No one knows exactly what went wrong. But aviation experts quickly concluded that the flight fit a common pattern for inexperienced pilots, who can easily become disoriented and lose control, especially in bad weather or at night. The final moments - an out-of-control plunge towards water - matched the so-called death spiral that can doom a pilot unable to quickly use his airplane's instruments to get out of trouble. "It's easy to teach even a seven-year-old to physically fly a plane," said Warren Morningstar, spokesman for the Aircraft Owners and Pilots Association near Baltimore, which lobbies for private plane operators. "The more important part to pass on is pilot decision-making, to make sure they can assess their own training and capabilities, those of their aircraft, and the weather to make a decision as to what makes a safe flight."

In six to nine months, investigators will report on what they think happened. For those who mourned last week, it will not be all that important. They paid tribute to a symbol and to something that John Kennedy's uncle, Edward, poignantly underlined in his farewell speech at St. Thomas More Church. "He had only just begun," the senator said of his nephew. "There was in him a promise of things to come."

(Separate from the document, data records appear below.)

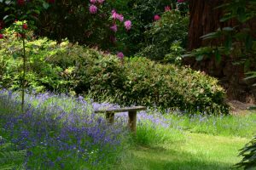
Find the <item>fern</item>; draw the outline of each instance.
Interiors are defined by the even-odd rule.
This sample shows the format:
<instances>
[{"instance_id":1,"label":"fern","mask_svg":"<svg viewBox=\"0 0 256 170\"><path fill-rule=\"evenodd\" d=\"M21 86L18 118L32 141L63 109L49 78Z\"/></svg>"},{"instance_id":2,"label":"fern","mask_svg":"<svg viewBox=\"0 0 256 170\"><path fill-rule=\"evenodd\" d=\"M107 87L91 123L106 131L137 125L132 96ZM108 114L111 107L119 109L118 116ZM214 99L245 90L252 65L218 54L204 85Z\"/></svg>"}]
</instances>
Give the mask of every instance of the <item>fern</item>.
<instances>
[{"instance_id":1,"label":"fern","mask_svg":"<svg viewBox=\"0 0 256 170\"><path fill-rule=\"evenodd\" d=\"M256 169L256 136L241 150L239 156L242 156L243 159L236 167L247 170Z\"/></svg>"}]
</instances>

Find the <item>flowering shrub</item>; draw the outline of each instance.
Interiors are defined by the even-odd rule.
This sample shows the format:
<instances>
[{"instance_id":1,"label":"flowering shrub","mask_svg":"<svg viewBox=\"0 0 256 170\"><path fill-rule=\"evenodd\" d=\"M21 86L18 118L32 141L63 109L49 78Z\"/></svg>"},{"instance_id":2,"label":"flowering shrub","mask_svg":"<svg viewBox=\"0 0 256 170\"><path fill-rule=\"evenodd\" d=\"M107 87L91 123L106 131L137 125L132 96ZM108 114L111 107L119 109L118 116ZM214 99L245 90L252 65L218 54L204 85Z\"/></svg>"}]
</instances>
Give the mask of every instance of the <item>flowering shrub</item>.
<instances>
[{"instance_id":1,"label":"flowering shrub","mask_svg":"<svg viewBox=\"0 0 256 170\"><path fill-rule=\"evenodd\" d=\"M121 34L126 32L125 29L118 27L124 27L126 31L131 28L131 21L124 24L126 18L113 9L113 3L104 0L75 3L49 0L17 3L3 1L0 2L0 7L7 9L0 13L0 23L3 21L5 27L15 20L26 20L29 26L38 27L37 35L48 36L59 42L67 37L71 42L79 42L108 51L112 49L113 53L122 51L123 48L115 47L116 41L113 39L117 39L115 37L119 31ZM1 24L0 30L3 27ZM32 28L35 29L35 26Z\"/></svg>"}]
</instances>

The Flight, the Search, the Service

Friday, July 16, 8:38 p.m.: The Piper Saratoga piloted by John F. Kennedy Jr., carrying his wife, Carolyn Bessette Kennedy, and her sister Lauren Bessette, takes off from Essex County Airport in Fairfield, N.J., bound for Martha's Vineyard.

9:33 p.m.: The plane descends from 1,700 m to 700 m, 54 km from their destination.

9:38 p.m.: 30 km from the airport, the plane turns right, climbs to almost 800 m and levels off for a minute, then turns left, towards the east.

9:40 p.m.: The plane turns right again, begins a rapid descent and disappears from radar screens 26 km from the airport.

Wednesday, July 21: After the three bodies are located, in broken fuselage in 35 m of water, 12 km southwest of Martha's Vineyard, U.S. navy divers begin the job of reclaiming the remains.

4:30 p.m.: The U.S. navy salvage ship Grasp brings the bodies to the surface.

Thursday, July 22: The cremated remains of the three crash victims are released at sea from the destroyer USS Briscoe near the recovery site.

Regulations and Risks in the Night Sky

John F. Kennedy Jr. would most likely not have been allowed to make that fateful night flight if he had been a Canadian pilot with - as he had - only an initial private licence. "You might say our requirements are a bit more stringent in Canada," says Ken Mansfield, a spokesman for Transport Canada. It takes a minimum of 15 to 20 hours of specialized training on top of a basic licence to be certified to fly at night in Canada. In the United States, nighttime flying privileges are included in the basic initial licence. Canadian pilots also need to complete five night takeoffs and landings in the previous six months in order to take passengers up after dark; U.S. regulations call for three previous night flights within 90 days. Further, Canadian pilots must file a flight plan - in case a search and rescue mission is needed urgently - for any flight covering more than 25 nautical miles (46.5 km). There is no such requirement south of the border. But in either country, flying safely is left mostly in the commanding pilot's hands. "The danger," says Tarsha Owen, a chief flight instructor at the Calgary Flight Centre, "is in not being able to recognize if you are exposing yourself to a risky situation."